An Interview with
SHeila E. Murphy
Sheila’s poem, “Jazz Fingerings 26/” is Forthcoming in
Dulcet Literary magazine, vol. One, Issue No. 2
Interview by Renee Hollopeter
Engagement Editor, Dulcet Literary Magazine
This is your second piece to be published with Dulcet. Can you tell us about your poem “Tristesse” that was published in Issue1?
The poem “Tristesse” stems from the direct experience years ago of my losing a dear friend in an airplane accident when he was far too young to leave us. The friend who inspired the piece was a pure and beautiful person whom many loved. I surely did. My friend’s wife, an English teacher, used the word “tristesse” to let me know she heard my grief in another piece of mine that she read during her first holiday without him.
I think one of the most striking things about “From Jazz Fingerings 26/” is the form itself. First off, can you share more about the title?

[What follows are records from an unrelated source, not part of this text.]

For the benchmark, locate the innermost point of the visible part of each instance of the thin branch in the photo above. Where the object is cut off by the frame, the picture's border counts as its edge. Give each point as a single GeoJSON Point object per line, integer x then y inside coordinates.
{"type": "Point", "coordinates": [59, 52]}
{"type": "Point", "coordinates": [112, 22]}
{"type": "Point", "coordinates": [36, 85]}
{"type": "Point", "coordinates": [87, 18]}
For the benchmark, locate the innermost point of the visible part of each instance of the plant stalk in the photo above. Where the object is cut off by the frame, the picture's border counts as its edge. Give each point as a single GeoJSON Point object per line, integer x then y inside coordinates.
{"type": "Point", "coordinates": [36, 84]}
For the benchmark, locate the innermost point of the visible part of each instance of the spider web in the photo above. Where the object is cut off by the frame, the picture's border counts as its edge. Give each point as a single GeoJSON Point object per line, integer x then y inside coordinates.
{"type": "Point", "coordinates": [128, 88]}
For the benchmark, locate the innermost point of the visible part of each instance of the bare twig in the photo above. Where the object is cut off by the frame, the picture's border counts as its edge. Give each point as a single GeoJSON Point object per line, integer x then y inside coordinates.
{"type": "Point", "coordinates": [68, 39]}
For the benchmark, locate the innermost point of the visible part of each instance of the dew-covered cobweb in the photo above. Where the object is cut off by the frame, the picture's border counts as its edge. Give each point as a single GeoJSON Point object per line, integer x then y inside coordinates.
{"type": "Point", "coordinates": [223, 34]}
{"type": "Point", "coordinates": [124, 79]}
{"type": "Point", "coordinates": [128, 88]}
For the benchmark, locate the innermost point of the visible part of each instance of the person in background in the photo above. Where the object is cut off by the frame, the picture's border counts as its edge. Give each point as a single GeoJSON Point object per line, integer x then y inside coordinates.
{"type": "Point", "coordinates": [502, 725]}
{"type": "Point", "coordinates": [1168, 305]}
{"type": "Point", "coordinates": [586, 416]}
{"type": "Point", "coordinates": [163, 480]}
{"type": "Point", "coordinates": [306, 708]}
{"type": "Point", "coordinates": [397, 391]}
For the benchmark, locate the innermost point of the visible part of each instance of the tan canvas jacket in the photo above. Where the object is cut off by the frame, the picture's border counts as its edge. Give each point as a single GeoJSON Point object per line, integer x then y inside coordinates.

I am presently at work on a book manuscript titled Jazz Fingerings. Each of the numbered pieces is composed of 21 lines, created while listening to new and traditional jazz. I often employ rules for myself when creating poems, sometimes setting a number of words or lines, and/or working in a set form, such as the pantoum, the villanelle, the haibun, the sonnet, or recently, the dulcet.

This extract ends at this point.